Time course analyses
Both raw signal averaging and FIR analyses were calculated at the individual level to estimate the HRF. The individual HRF estimates were then used to calculate group mean and variance of the time courses.
For the raw signal-averaging estimate of the HRF, the data were first high pass filtered to remove low frequency drifts (0.04 Hz). For each voxel in each ROI, two TRs prior to and eight TRs following each isolate were extracted. These ten TRs (20 seconds) were averaged together for each ROI in all individuals to estimate the pre- and post-stimulus time course (HRF).

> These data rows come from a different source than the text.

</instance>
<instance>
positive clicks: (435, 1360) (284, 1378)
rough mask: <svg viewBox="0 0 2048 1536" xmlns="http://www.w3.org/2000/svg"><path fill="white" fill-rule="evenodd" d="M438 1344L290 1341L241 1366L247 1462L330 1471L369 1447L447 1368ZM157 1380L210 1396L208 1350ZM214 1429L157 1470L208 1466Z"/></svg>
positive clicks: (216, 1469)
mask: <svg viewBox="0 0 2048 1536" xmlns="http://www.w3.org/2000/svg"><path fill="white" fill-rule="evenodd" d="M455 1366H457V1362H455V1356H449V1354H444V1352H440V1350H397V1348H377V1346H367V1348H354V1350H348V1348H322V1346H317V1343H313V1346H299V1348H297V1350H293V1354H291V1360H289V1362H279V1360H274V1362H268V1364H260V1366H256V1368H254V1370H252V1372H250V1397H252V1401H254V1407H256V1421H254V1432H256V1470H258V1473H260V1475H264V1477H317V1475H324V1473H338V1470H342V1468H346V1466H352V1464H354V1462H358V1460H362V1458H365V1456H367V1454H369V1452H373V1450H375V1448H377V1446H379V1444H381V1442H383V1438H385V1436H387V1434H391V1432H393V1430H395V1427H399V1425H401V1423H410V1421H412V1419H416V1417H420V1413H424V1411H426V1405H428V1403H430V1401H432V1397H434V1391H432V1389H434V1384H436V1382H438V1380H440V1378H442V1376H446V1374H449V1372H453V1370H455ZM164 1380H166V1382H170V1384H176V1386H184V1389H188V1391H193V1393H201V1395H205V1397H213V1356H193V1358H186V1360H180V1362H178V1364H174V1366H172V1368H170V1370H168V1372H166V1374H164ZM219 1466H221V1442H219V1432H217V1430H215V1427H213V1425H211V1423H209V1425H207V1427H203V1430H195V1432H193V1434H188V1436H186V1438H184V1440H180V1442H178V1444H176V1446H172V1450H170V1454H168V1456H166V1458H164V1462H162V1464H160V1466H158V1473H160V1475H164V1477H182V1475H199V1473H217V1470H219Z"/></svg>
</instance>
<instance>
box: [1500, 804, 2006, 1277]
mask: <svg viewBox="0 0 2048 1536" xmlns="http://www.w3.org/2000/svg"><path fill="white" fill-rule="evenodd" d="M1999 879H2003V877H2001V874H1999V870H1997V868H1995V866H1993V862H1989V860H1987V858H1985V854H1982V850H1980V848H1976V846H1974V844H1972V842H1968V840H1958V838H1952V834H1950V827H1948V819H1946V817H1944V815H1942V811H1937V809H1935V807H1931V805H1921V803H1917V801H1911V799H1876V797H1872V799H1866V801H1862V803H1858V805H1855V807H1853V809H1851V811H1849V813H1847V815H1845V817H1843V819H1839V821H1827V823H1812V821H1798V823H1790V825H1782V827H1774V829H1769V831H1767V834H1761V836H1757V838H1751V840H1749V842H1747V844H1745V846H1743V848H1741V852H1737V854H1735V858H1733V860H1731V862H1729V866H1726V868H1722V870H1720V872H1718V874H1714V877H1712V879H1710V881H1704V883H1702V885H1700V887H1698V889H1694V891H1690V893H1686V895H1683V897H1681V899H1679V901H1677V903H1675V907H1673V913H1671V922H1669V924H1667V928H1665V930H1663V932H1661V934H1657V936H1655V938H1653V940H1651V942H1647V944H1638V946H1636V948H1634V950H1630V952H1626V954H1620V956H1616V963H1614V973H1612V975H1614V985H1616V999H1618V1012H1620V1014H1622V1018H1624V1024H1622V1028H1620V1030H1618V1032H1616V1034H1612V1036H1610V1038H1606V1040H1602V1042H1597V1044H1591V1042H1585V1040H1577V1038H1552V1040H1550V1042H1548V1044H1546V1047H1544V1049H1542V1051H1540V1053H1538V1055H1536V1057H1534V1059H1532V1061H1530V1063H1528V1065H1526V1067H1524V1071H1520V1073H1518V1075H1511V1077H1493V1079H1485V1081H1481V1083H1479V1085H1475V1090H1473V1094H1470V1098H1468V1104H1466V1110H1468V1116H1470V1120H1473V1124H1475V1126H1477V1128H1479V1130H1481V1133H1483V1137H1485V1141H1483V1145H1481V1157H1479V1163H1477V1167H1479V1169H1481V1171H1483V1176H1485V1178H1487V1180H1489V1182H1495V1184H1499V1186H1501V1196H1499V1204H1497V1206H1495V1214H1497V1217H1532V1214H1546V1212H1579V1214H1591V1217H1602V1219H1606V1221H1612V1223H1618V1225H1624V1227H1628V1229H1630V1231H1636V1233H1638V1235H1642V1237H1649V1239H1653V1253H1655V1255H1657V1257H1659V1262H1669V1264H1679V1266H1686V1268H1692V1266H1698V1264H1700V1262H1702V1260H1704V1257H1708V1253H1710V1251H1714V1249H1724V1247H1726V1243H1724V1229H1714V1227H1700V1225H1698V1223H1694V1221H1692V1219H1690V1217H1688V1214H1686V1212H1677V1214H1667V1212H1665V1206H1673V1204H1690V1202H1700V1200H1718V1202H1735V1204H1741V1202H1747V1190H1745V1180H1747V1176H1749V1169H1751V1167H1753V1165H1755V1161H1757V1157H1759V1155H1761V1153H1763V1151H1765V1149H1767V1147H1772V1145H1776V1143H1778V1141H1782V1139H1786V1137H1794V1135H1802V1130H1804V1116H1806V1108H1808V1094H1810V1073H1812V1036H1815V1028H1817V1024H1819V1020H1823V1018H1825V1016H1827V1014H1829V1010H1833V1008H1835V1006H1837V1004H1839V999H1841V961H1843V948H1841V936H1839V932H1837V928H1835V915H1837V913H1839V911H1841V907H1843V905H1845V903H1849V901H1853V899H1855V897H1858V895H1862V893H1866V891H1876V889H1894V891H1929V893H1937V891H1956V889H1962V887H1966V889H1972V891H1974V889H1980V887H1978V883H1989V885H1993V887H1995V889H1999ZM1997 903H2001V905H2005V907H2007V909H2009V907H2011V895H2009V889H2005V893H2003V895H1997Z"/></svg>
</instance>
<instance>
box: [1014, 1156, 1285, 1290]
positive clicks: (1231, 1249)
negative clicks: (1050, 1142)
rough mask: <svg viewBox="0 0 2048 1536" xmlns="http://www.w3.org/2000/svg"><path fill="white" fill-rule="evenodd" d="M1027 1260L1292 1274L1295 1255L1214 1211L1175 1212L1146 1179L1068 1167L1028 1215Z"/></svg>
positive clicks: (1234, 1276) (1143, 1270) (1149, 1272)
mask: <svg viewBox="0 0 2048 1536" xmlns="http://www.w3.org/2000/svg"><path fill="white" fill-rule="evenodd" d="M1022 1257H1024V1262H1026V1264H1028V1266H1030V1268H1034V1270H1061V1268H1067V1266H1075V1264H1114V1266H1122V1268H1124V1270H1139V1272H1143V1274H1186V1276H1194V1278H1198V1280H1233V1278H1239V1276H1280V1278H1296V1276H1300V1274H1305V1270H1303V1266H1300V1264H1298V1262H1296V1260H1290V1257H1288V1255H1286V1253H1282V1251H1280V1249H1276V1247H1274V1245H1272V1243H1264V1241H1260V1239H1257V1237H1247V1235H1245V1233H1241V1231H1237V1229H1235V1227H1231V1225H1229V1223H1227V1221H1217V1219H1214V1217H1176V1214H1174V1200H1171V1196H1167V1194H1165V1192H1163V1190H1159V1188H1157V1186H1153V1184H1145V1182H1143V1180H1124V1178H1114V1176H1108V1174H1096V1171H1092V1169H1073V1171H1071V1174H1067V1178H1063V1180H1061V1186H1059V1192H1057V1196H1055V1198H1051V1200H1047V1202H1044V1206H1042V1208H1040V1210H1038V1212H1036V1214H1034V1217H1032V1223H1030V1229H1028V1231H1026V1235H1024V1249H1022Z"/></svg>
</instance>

FIR analysis was performed using AFNI's 3dDeconvolve program [24]. All stimulus time-points were included to produce voxel-wise estimates of the HRF for eight TRs post-stimulus (16 seconds). A second order polynomial was included in the response model to account for low-frequency fluctuations. The FIR estimate of the HRF was then averaged for each ROI for each individual.
Statistical analyses
Additional statistical analyses were conducted using a repeated measures Analysis of Variance (ANOVA). These analyses were conducted to compare the peak response amplitudes (3 time points centered around the peak) between the corpus callosum, parietal, and cingulate areas (p < 0.05).